Al final encontró un poco de papel de seda en el
fondo de un aparador, junto con varios objetos de costura. Tuvo
que arrodillarse en el suelo embaldosado para sacar el fajo de
papel de debajo de una caja de cintas. Le costó trabajo
hurgar en el interior del mueble, y notó como la sangre se
le agolpaba en la cabeza. «Esto es ridículo
-pensó-. Solo tengo treinta y cinco años,
debería poder agacharme sin esfuerzo. Tengo que perder
cinco kilos. Adiós a las patatas asadas con el pavo de
Navidad.»

Mientras sacaba el papel de seda del aparador, se
abrió la puerta trasera y se oyeron pasos de mujer.
Miranda levantó los ojos y se encontró con
Jennifer.

¿Qué demonios crees que estás
haciendo? -preguntó esta. Era una mujer menuda, pero se
las arreglaba para parecer temible, con su ancha frente y la
prominente nariz. Iba muy elegante, con un traje sastre entallado
y botas de tacón.

Miranda se incorporó, jadeando ligeramente. Para
su vergüenza, notó que una gota de sudor le resbalaba
por el cuello.

-Estaba buscando papel de seda.

-Eso ya lo veo. Quiero saber qué haces en mi casa
para empezar.

Ned apareció en el umbral de la
puerta.

-Hola, Jenny. No te he oído entrar.

-Salta a la vista que no te ha dado tiempo de hacer
sonar la alarma -replicó con sarcasmo.

-Lo siento -dijo él-, pero le he pedido a Miranda
que entrara y…

-¡Pues no tendrías que haberlo hecho!
-interrumpió Jennifer-. No quiero a tus mujeres en mi
casa.

Lo había dicho como si Ned tuviera un
harén, cuando lo cierto era que solo había salido
con dos mujeres desde que había roto con ella. Con la
primera solo había quedado una vez, y la segunda
había sido Miranda. Pero habría parecido infantil
recordárselo en aquel momento.

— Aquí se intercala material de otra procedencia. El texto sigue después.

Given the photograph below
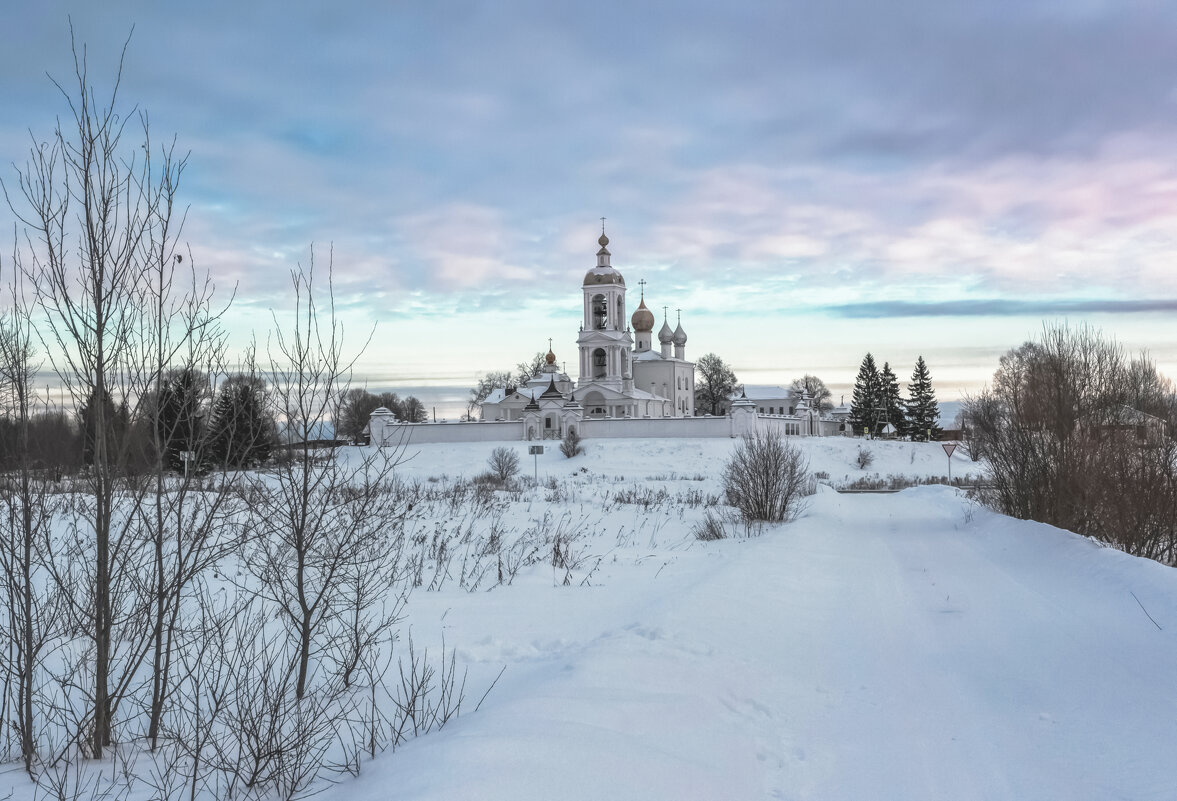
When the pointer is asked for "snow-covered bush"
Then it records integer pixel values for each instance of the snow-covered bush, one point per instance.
(766, 478)
(711, 527)
(504, 462)
(571, 444)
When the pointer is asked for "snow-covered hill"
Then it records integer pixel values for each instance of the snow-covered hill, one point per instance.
(910, 646)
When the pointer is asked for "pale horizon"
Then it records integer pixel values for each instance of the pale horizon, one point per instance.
(805, 182)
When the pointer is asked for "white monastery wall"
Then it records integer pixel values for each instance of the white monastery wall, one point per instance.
(656, 427)
(410, 433)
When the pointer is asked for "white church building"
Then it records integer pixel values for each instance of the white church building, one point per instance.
(624, 387)
(620, 375)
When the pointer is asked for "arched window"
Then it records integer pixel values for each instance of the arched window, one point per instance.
(599, 312)
(598, 364)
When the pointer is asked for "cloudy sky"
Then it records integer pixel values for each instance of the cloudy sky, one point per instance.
(806, 181)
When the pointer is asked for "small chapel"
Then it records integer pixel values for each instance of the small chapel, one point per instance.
(620, 374)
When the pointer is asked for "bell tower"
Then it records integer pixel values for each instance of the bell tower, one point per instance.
(605, 341)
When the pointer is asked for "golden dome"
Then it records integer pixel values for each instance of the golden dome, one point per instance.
(643, 318)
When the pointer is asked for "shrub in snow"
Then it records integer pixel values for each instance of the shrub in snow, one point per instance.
(711, 527)
(766, 478)
(571, 444)
(504, 462)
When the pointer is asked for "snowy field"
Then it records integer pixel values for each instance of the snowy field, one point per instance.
(897, 646)
(910, 646)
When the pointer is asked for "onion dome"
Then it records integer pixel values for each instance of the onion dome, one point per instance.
(552, 392)
(665, 335)
(604, 272)
(643, 318)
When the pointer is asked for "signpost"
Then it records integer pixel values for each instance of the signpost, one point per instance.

En lugar de eso, Miranda
dijo:

-Solo intentaba ayudar a Sophie.

-Mi hija es cosa mía. Por favor, vete de mi
casa.

Ned intervino:

-Lo siento si te hemos asustado, Jenny,
pero…

-No te molestes en pedir disculpas, solo sácala
de aquí.

Miranda se puso roja como un tomate. Nadie había
sido tan grosero con ella en toda su vida.

-Será mejor que me vaya
-musitó.

-Eso es -repuso Jennifer.

-Saldré con Sophie tan pronto como pueda -dijo
Ned.

Miranda estaba tan enfurecida con él como con
Jennifer, aunque todavía no sabía muy bien por
qué. Se encaminó al vestíbulo.

-Puedes usar la puerta de atrás -le espetó
Jennifer.

Para su vergüenza, Miranda dudó un segundo.
Miro a Jenifer y vio en su rostro un amago de sonrisa. Eso le dio
el valor que necesitaba.

-No lo creo -respondió serenamente. Y
siguió caminando hasta la puerta delantera.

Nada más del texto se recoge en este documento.